Editor's note: This is the second of a three-part series examining the best ways to ensure network security. The first part, listing the top 10 penetration testing tools, is available here. The third part will cover perimeter vulnerability testing.
While it is important to test the exterior of your network, an attacker may already be inside. The attacker could be a disgruntled employee or an outsider using services located behind-the-firewall and perimeter security defenses. If you are considering testing your internal security controls, there are several things you need to review, among them the types of internal tests, the testing techniques you may want to employ and the importance of testing employees (social engineering testing).

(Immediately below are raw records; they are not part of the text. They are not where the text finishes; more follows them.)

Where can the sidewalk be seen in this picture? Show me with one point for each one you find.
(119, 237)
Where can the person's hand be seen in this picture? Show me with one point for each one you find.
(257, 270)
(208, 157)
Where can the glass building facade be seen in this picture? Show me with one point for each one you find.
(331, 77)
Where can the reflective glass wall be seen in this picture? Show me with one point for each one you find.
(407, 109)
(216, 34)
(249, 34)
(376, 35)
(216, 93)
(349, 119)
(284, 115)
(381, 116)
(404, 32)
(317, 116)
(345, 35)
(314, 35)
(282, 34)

An organization's internal network can be probed, analyzed and attacked in a variety of ways. Some of the most common types of internal tests include:
- Insider attack: This pen testing technique simulates the types of malicious activities that could be carried out by an authorized individual with a legitimate connection to the organization's network. For example, if access rules are too permissive, an IT administrator may be able to lock others out of the network.

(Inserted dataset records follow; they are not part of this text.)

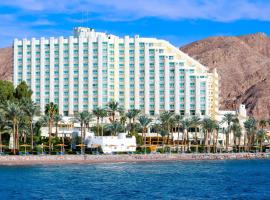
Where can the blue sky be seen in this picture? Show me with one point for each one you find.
(179, 21)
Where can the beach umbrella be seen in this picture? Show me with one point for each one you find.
(43, 146)
(81, 146)
(95, 145)
(132, 146)
(62, 146)
(1, 147)
(197, 146)
(25, 145)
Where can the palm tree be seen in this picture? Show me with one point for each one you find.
(186, 124)
(178, 120)
(250, 126)
(165, 119)
(51, 110)
(236, 129)
(131, 115)
(123, 120)
(261, 136)
(98, 112)
(113, 108)
(57, 118)
(228, 119)
(103, 114)
(83, 118)
(114, 128)
(31, 109)
(208, 125)
(13, 112)
(196, 122)
(262, 124)
(3, 128)
(144, 122)
(216, 127)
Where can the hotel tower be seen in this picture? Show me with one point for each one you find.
(89, 69)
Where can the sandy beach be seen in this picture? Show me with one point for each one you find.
(88, 159)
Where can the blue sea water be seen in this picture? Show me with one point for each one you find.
(235, 179)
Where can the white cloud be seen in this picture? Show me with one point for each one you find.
(126, 10)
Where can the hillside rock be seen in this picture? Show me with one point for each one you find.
(243, 64)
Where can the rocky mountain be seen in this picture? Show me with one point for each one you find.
(243, 64)
(6, 64)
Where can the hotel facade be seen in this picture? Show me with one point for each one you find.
(89, 69)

- Outsider attack: This pen testing technique examines the ability of outsiders to gain internal access via permissive services. It could target Hypertext Transfer Protocol (HTTP), Simple Mail Transfer Protocol (SMTP), Structured Query Language (SQL), Remote Desk Top (RDP) or any other available service. There are services online that sell access to restricted corporate resources.

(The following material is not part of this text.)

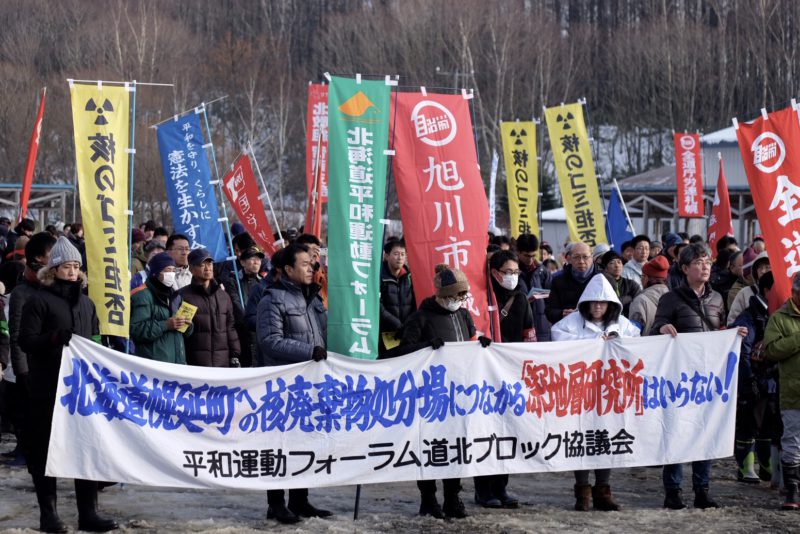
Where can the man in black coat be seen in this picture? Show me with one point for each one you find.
(52, 315)
(567, 287)
(397, 293)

- Stolen equipment attack: This simulation is closely related to a physical attack, as it targets an organization's equipment. It could seek to target the CEO's laptop, smartphones, copiers or the organization's backup tapes. No matter what the target, the goal is the same: extract critical information, usernames and passwords.
- Physical entry: This test technique seeks to test the organization's physical controls. Systems such as doors, gates, locks, guards, closed circuit television (CCTV) and alarms are tested to see whether they can be bypassed. One popular is using bump keys for mechanical locks and Arduino boards for electronic locks.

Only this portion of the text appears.